Sunday, 8 February
Good Morning Jessicca…
We’re suddenly having a flood of birthdays. Three are being celebrated here today and then there is yours tomorrow, Monday. What is it about June that makes it such a fetching month for lovers? Maybe it has to do with spring being in full bloom and the summer heat hasn't yet arrived. Everyone seems naturally attractive. People get playful beneath the glow of lightening bugs and the distant sound of music. There’s a fragrance for all of this.
It’s difficult to write anything these days. There’s little by me that ring true. Truth is not an approximate location. You have to be standing directly on it to know it. It’s a dangerous thing to break free from a life of unnoticed, small lies.
Maybe lie is too strong a word. We have misunderstandings; basic ones about the nature of life around us. We aren't meant to know too much. Too much truth creates new falsehoods in our minds.

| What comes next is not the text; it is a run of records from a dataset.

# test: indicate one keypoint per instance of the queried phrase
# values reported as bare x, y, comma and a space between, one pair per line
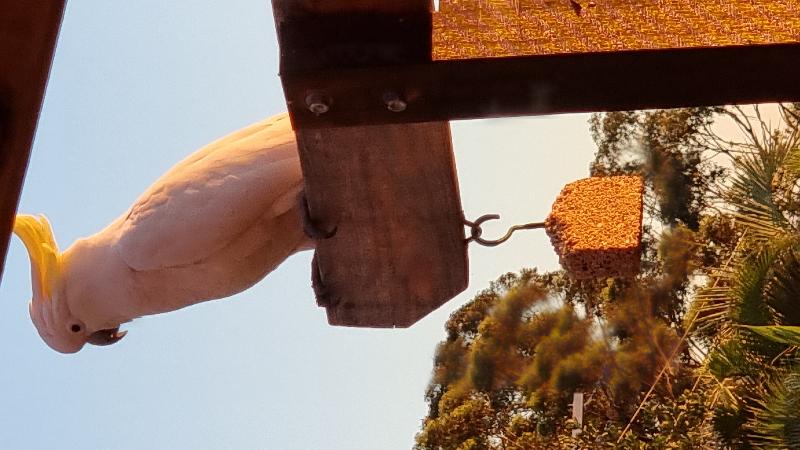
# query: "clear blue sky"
135, 87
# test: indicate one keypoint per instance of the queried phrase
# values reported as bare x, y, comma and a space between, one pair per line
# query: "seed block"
595, 226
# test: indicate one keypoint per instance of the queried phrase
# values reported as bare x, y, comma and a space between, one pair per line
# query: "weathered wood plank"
323, 34
28, 32
400, 250
500, 58
552, 84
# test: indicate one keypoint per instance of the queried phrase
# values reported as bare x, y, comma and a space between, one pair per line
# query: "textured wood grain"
28, 31
499, 28
400, 250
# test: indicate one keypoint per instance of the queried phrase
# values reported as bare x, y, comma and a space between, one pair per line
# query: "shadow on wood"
28, 32
391, 190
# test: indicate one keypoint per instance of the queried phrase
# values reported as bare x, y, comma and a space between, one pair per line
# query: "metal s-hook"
476, 231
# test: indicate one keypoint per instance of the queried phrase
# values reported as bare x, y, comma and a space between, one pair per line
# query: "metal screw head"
318, 103
394, 103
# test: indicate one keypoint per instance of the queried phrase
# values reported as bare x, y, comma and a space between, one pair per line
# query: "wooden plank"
28, 32
551, 84
399, 251
320, 34
501, 28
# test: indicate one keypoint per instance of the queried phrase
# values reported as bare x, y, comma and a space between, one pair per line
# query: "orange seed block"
595, 226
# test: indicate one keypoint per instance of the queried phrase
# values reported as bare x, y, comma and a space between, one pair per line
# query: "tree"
666, 360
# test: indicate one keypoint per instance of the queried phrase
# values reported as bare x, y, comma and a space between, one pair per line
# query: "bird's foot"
310, 226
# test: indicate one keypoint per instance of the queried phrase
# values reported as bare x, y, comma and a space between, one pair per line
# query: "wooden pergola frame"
371, 85
369, 77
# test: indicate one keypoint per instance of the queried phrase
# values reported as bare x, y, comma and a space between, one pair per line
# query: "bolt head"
318, 103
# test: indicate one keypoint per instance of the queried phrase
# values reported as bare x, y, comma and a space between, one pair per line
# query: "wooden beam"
550, 84
391, 190
325, 34
28, 33
492, 59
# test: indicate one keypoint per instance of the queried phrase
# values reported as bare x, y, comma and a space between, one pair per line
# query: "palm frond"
778, 333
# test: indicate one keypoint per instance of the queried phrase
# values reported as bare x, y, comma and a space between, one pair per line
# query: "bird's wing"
208, 199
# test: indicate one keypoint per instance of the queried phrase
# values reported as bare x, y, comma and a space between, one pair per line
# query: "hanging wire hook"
476, 230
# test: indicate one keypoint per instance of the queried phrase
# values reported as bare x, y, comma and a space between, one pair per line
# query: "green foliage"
700, 351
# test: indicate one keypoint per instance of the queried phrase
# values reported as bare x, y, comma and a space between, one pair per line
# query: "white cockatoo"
212, 226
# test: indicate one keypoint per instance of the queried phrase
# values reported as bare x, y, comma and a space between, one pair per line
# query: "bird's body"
212, 226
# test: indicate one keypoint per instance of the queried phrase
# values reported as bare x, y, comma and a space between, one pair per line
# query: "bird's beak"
106, 337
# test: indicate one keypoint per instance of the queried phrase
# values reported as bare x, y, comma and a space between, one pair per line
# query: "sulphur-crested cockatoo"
212, 226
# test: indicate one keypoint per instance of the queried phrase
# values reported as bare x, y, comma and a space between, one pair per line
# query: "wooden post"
28, 32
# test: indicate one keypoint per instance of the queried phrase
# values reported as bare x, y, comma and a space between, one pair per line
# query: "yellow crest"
37, 235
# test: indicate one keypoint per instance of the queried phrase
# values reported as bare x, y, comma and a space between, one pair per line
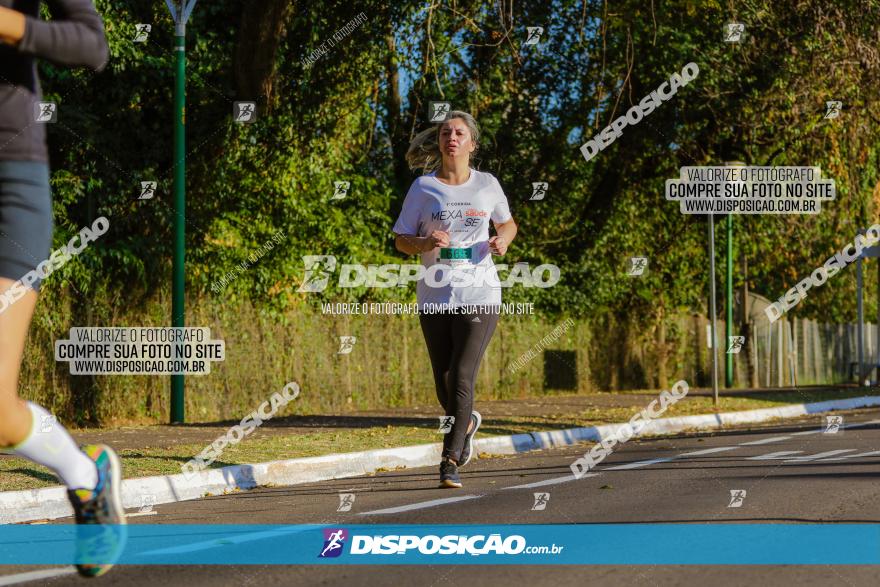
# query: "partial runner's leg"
25, 240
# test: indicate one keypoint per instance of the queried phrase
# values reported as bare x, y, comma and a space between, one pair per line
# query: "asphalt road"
791, 473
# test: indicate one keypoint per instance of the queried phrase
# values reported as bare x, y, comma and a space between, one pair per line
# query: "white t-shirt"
464, 212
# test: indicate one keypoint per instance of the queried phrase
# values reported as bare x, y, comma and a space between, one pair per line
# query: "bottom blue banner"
523, 544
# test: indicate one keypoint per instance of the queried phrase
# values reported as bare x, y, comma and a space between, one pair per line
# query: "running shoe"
101, 533
468, 450
449, 474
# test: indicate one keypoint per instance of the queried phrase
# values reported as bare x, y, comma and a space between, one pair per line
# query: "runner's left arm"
75, 35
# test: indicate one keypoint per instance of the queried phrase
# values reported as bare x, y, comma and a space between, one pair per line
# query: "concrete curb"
51, 502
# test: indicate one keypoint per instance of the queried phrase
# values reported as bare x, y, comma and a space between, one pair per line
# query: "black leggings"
456, 343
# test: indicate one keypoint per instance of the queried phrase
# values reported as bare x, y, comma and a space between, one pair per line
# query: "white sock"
50, 445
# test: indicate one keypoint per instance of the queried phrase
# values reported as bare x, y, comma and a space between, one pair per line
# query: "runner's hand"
498, 245
438, 238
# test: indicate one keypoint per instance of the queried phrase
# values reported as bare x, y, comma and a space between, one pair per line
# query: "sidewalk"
161, 450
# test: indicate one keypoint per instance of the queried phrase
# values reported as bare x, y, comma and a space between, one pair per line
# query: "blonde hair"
424, 149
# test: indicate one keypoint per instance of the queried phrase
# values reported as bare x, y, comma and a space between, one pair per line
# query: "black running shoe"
101, 531
449, 474
468, 450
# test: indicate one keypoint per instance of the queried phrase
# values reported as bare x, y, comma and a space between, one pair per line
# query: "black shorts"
25, 218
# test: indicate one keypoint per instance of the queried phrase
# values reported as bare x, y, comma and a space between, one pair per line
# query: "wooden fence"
786, 353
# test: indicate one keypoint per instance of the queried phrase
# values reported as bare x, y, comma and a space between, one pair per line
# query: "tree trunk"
259, 34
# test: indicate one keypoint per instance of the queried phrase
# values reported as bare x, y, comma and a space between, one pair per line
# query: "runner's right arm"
75, 36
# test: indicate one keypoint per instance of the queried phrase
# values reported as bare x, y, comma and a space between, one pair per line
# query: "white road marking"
707, 451
419, 506
775, 455
765, 441
821, 455
638, 464
36, 576
860, 424
553, 481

True believers in knowledge of any sort take their conclusions to the point of absurdity. We make grand conclusions with little supportive evidence.

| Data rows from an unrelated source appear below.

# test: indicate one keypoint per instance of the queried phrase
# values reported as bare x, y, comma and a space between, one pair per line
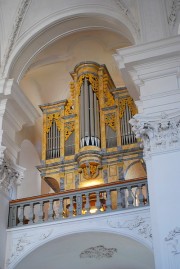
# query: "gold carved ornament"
110, 120
90, 171
130, 103
92, 79
49, 119
108, 97
69, 127
69, 107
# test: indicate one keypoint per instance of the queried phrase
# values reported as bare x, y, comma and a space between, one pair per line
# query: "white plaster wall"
31, 185
4, 209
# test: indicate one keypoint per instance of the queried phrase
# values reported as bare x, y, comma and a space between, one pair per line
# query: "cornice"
159, 135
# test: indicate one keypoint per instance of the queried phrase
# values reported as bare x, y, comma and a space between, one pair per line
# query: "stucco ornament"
24, 4
11, 175
98, 252
175, 6
24, 241
173, 239
127, 12
158, 135
138, 224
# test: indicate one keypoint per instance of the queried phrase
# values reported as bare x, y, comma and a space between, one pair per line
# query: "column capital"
159, 134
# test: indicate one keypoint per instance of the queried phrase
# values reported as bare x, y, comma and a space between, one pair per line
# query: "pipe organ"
87, 139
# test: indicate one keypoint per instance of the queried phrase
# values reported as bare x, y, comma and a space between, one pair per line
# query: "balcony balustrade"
98, 199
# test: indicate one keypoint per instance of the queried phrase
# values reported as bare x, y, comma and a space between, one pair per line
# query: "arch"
28, 158
56, 26
79, 231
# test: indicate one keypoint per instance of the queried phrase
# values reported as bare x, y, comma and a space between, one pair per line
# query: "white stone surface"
134, 224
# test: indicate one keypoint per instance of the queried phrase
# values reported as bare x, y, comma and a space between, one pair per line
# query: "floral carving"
108, 97
98, 252
69, 108
10, 175
173, 240
49, 119
92, 79
24, 241
110, 120
18, 22
127, 102
90, 171
159, 135
69, 127
139, 224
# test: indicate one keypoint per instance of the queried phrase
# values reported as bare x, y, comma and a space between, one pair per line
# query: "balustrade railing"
80, 202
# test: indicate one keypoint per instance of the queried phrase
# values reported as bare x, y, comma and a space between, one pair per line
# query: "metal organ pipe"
82, 116
89, 116
86, 97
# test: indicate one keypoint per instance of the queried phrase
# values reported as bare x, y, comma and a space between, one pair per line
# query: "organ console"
87, 139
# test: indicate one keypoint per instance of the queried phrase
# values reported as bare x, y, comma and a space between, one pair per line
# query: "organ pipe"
89, 116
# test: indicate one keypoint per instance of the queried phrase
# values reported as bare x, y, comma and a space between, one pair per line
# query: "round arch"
85, 239
47, 31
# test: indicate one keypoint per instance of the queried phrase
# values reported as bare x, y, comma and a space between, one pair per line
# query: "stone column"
11, 176
153, 73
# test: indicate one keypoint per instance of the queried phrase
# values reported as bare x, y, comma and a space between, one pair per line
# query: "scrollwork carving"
110, 120
130, 103
49, 119
98, 252
159, 135
139, 224
90, 171
24, 241
10, 175
69, 127
92, 79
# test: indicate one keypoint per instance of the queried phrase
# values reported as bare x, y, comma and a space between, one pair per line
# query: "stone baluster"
87, 205
31, 213
21, 215
41, 213
71, 206
130, 198
119, 199
98, 204
50, 211
108, 200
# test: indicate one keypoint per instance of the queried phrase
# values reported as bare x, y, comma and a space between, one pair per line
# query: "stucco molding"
22, 240
138, 224
128, 14
175, 6
98, 252
159, 135
11, 175
24, 4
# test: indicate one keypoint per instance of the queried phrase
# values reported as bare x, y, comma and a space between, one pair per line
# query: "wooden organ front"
87, 139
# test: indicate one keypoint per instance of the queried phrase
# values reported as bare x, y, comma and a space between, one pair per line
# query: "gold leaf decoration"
108, 97
50, 118
69, 127
110, 120
92, 79
130, 103
69, 108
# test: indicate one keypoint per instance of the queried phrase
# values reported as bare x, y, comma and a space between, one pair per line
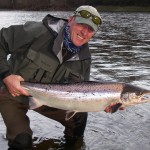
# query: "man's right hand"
12, 83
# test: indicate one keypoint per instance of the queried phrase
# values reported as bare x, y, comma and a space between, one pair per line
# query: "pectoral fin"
34, 103
70, 114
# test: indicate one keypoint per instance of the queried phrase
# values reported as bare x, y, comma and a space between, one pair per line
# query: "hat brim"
87, 21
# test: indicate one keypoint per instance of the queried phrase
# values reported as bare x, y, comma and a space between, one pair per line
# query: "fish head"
132, 98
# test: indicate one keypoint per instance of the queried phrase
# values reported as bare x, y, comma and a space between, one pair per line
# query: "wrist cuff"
4, 75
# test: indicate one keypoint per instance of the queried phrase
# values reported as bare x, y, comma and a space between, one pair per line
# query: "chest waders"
39, 64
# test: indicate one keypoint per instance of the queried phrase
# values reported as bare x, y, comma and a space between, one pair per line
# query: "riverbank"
100, 8
123, 8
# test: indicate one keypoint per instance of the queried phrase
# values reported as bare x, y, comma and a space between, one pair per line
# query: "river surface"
120, 53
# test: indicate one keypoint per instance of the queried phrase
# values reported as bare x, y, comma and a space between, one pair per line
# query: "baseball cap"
88, 15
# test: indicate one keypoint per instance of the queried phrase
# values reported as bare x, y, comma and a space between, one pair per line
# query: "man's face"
80, 33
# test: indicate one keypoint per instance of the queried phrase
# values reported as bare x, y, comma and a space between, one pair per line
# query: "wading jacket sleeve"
36, 53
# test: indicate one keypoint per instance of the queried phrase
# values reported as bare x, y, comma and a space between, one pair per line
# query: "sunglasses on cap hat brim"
85, 14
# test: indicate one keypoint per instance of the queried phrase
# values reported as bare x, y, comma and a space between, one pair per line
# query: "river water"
120, 53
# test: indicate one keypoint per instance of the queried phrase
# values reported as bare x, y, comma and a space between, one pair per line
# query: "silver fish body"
85, 96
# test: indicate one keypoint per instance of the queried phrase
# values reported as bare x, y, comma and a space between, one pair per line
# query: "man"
52, 51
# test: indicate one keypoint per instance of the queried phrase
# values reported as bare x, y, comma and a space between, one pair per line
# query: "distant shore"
100, 8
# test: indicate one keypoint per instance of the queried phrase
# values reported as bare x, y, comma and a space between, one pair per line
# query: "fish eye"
125, 96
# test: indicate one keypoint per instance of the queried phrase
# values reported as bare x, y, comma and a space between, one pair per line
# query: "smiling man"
52, 51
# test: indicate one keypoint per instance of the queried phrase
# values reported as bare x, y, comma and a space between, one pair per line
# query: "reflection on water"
120, 52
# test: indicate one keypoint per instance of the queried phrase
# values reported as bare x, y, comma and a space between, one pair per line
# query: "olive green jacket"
36, 53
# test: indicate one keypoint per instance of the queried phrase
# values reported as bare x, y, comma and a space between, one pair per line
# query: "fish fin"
115, 107
34, 103
70, 114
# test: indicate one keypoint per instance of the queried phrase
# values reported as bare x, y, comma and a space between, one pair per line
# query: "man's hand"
12, 83
113, 107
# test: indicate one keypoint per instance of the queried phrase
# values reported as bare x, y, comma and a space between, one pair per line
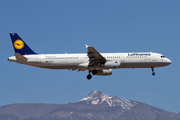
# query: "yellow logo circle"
18, 44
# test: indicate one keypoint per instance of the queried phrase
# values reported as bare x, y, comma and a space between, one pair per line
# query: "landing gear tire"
153, 73
89, 76
94, 72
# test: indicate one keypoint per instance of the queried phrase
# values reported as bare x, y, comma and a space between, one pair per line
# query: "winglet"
86, 46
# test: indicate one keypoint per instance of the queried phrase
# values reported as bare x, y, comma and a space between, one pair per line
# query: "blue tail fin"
20, 46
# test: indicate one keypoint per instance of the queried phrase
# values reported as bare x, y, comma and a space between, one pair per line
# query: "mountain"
95, 106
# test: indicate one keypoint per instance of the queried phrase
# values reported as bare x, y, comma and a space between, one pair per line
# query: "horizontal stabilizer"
19, 56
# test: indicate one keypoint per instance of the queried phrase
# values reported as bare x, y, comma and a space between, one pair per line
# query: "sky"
61, 26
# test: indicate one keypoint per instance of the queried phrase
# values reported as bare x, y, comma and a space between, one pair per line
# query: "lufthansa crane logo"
18, 44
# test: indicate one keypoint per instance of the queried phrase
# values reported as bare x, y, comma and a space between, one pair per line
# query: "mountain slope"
95, 106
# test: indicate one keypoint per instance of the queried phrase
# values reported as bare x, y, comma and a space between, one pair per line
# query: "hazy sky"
59, 26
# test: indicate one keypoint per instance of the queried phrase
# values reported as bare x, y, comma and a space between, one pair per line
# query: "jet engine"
104, 72
111, 64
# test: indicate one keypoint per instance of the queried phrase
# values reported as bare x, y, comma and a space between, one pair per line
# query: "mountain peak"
97, 97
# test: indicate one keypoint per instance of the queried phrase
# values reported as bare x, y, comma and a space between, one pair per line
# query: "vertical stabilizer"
20, 46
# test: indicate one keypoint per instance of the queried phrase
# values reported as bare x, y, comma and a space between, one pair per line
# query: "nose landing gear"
89, 76
153, 73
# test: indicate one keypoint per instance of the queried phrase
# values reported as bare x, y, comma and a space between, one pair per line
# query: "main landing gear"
89, 76
153, 73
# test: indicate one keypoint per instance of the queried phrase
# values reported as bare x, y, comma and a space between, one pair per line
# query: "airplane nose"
168, 61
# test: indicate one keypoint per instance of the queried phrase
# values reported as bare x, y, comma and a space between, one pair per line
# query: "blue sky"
109, 26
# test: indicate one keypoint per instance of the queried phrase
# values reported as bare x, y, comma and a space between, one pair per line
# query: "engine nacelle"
104, 72
111, 64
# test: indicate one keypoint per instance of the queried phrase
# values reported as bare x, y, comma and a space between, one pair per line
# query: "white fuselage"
81, 61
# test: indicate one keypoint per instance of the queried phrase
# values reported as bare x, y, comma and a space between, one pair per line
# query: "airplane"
96, 63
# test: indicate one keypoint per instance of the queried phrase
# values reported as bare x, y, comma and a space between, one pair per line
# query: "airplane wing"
94, 56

Feelings enter into our thinking. Life must have its rewards. Fear gives our thoughts immediacy but it warps ideas subtler than survival. I quickly arrive in a briar patch if I pursue a thought very far. There are too many variables. There’s too much I fail to understand.

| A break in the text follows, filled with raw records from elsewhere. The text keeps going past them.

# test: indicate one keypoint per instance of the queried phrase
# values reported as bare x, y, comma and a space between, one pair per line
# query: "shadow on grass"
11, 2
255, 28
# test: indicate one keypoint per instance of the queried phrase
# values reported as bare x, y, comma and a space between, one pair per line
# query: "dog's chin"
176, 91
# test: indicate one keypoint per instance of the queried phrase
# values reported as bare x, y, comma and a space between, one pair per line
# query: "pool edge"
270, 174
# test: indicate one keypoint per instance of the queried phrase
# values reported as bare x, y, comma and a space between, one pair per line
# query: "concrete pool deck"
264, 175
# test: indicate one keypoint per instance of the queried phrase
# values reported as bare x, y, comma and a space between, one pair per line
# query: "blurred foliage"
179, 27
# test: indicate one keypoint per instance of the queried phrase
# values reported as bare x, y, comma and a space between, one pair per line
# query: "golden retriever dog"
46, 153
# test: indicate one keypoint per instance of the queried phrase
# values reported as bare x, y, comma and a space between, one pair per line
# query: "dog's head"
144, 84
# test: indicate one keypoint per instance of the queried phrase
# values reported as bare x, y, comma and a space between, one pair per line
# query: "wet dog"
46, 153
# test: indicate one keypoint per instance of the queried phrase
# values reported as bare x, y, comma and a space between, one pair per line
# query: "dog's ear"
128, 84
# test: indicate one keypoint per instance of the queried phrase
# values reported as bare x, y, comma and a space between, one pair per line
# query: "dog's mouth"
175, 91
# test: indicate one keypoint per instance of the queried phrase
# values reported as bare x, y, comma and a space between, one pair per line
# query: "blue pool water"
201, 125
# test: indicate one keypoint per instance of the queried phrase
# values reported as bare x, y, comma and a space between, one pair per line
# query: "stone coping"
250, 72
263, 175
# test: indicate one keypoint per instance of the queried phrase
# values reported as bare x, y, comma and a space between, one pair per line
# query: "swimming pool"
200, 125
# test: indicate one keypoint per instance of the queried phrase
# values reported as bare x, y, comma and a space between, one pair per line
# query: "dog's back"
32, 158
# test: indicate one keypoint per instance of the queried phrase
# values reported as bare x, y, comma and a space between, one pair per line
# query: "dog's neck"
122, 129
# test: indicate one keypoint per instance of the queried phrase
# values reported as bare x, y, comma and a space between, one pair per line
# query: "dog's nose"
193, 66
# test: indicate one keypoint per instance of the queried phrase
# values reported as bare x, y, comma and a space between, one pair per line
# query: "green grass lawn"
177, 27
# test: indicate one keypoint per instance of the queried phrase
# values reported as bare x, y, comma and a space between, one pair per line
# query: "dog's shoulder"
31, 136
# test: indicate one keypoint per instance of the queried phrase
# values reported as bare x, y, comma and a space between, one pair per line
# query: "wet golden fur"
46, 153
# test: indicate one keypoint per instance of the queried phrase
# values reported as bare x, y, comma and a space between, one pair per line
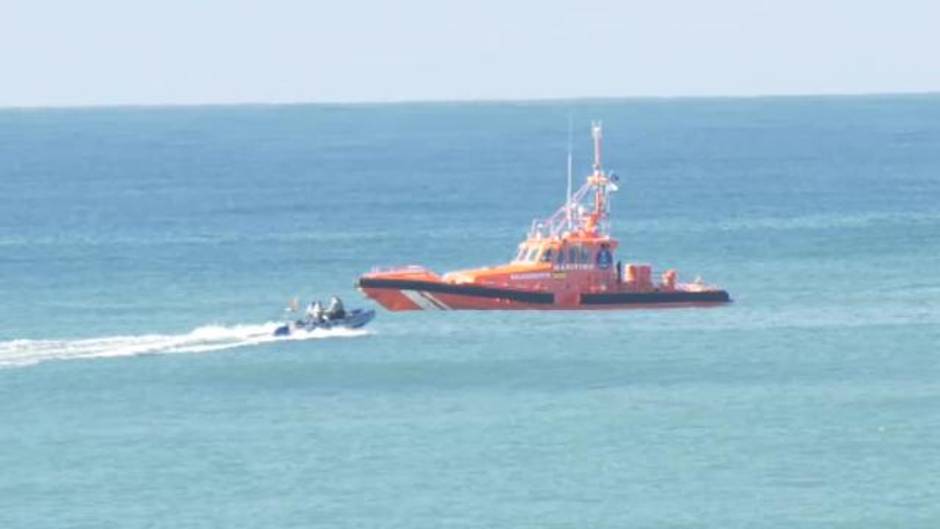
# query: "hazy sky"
213, 51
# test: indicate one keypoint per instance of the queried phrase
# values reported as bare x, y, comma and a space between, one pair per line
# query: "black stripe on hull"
641, 298
542, 298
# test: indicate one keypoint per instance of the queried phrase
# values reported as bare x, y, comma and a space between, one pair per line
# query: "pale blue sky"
106, 52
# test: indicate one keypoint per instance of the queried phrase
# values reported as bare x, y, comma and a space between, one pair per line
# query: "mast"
598, 135
568, 204
598, 178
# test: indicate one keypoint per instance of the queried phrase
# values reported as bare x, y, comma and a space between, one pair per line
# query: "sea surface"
147, 253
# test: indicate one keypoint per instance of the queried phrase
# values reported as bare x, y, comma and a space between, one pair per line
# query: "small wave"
19, 353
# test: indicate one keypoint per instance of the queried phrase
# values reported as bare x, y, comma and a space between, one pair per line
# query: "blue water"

Much of my truth is based on hope. I hope there’s something decent managing this whole complex affair. I’d like a soft landing at the end – not just for myself but everyone I care about. Life has beautiful moments but we deserve heart-felt congratulations and a period for recovery once it’s over.
You've a birthday tomorrow. Everything is still ahead for you. You’re entering prime time here and now. Blow out every candle with a single breath and wish upon a star. Birth is the magical trial of entry into this curious realm. Happy Birthday, Jessicca!